Sunday, October 3, 2010

Musicians : Poor :: Instruments : Expensive

I needed a new amp.  Translation:  Rainbow Music was having a sale on all of its Marshalls and I couldn't possibly go on tour playing an SG through a Peavey Bandit 112.  I settled on a Marshall Haze 40 for just under $600.  My girlfriend, of course, had to know...

Me: "I just spent less than six hundred bucks on an amp that could have easily gone for seven hundred!"
Girlfriend: "Cool!  I just spent that much on airfare and drink tickets for a week-long trip to Cancun!"
Me: "... ... ... but it could have easily gone for seven hundred!... ... ..."

Herein lies the musician's conundrum: Music is an expensive hobby that pays diddly squat.

This brings up two important questions: 1) How can this be? and 2) Who says "diddly squat?"

The answer lies in the extreme ability of the musician to make sacrifices.  Musicians are hardly ever mathematicians, leading us to make questionable financial decisions in order to compensate for our large musical expenditures.  A quick trip around my apartment will help explain these habits.  For example:


Sure, I'll spend $800 on a digital piano with 500 instruments.  But I'll be damned if I'm going to pay for a keyboard stand, music stand, or sheet music.  As you can see, WD-40 and duct tape are all I need.

You see a heater, I see a guitar stand.

Breakfast.

Lunch.

Dinner.

It may seem wrong to non-musicians, but to the rest of us it makes too much sense.  There's a sense of pride taken in setting up your own recording studio in your apartment.  A piece of cheesecloth is a pop filter.  A microwave is a mic stand.  Your shower has that sound you've been "looking for."

The impoverished minstrels of my generation will continue absurd spending habits that replace common sense with a sense of pride.
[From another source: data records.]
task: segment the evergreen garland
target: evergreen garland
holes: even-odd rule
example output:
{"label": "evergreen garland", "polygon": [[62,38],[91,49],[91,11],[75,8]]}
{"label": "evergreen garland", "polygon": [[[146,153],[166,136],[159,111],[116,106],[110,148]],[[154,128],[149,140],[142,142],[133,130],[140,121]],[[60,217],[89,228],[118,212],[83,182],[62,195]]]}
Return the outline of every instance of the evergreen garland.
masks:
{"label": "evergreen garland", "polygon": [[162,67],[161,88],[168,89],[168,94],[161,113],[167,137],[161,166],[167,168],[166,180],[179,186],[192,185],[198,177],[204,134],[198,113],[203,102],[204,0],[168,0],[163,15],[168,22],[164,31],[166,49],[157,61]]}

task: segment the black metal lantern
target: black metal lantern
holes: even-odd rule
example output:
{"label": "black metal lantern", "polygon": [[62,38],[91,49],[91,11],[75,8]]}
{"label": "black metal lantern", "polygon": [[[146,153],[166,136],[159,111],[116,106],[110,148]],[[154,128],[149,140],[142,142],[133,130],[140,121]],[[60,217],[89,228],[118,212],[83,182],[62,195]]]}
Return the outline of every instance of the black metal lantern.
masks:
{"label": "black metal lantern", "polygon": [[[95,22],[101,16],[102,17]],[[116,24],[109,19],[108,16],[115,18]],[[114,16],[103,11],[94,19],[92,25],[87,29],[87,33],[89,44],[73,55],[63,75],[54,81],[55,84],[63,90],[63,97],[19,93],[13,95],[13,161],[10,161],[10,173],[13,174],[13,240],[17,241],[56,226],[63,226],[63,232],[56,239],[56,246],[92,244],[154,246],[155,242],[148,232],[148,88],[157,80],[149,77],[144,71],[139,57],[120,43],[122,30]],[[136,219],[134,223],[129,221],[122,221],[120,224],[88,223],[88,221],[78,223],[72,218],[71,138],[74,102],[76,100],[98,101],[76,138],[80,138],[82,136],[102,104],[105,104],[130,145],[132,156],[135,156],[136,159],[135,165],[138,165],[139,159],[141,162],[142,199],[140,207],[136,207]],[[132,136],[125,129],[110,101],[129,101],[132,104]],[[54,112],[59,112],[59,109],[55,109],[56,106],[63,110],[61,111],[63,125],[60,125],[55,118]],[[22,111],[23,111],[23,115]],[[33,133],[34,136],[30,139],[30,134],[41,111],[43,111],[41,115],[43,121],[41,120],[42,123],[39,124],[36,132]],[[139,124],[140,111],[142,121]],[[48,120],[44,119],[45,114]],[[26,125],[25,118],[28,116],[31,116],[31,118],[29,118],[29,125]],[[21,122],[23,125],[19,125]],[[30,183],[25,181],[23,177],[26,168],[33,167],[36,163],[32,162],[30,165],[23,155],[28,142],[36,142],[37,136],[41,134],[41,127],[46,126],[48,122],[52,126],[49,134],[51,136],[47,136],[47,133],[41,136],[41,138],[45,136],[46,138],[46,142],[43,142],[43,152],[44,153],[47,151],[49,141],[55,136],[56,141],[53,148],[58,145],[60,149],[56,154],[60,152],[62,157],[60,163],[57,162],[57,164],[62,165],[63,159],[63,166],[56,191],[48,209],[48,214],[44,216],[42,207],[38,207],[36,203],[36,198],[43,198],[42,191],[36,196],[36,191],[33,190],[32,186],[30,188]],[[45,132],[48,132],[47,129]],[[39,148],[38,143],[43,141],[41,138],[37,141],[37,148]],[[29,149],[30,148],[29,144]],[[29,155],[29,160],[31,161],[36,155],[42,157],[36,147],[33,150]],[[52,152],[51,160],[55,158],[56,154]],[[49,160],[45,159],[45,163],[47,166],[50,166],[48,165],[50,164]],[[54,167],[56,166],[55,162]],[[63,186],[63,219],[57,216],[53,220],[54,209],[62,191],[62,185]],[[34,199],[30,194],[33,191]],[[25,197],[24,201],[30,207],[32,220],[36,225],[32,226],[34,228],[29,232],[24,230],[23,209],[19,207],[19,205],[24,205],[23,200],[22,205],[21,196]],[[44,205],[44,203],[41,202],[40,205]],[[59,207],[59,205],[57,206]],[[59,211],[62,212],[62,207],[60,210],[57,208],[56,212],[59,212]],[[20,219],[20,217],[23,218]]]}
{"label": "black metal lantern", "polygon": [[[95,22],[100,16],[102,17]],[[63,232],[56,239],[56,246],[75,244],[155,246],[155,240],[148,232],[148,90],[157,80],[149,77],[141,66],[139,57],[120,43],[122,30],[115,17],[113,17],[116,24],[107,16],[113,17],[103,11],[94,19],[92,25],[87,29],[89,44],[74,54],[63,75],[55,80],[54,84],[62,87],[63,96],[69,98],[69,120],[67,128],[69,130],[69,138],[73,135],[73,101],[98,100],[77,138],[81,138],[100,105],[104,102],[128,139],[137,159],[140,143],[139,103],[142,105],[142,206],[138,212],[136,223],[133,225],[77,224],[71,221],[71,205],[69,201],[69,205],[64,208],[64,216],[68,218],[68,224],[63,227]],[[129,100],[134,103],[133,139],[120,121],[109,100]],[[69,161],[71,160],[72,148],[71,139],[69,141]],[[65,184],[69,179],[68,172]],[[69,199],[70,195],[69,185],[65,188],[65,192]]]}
We'll pay $1,200 for that 12 string guitar ($1,000 a string, duh!) while fighting tooth and nail for McDonald's coupons.  And you had better believe that when we get signed and sell out arenas, we'll be charging $100 per ticket in a heartbeat.

1 comment:

  1. Hah! I love it. At least your dinner had wheat in it right? haha.

    Best of luck with the blog. Good topic. Looking forward to the interviews.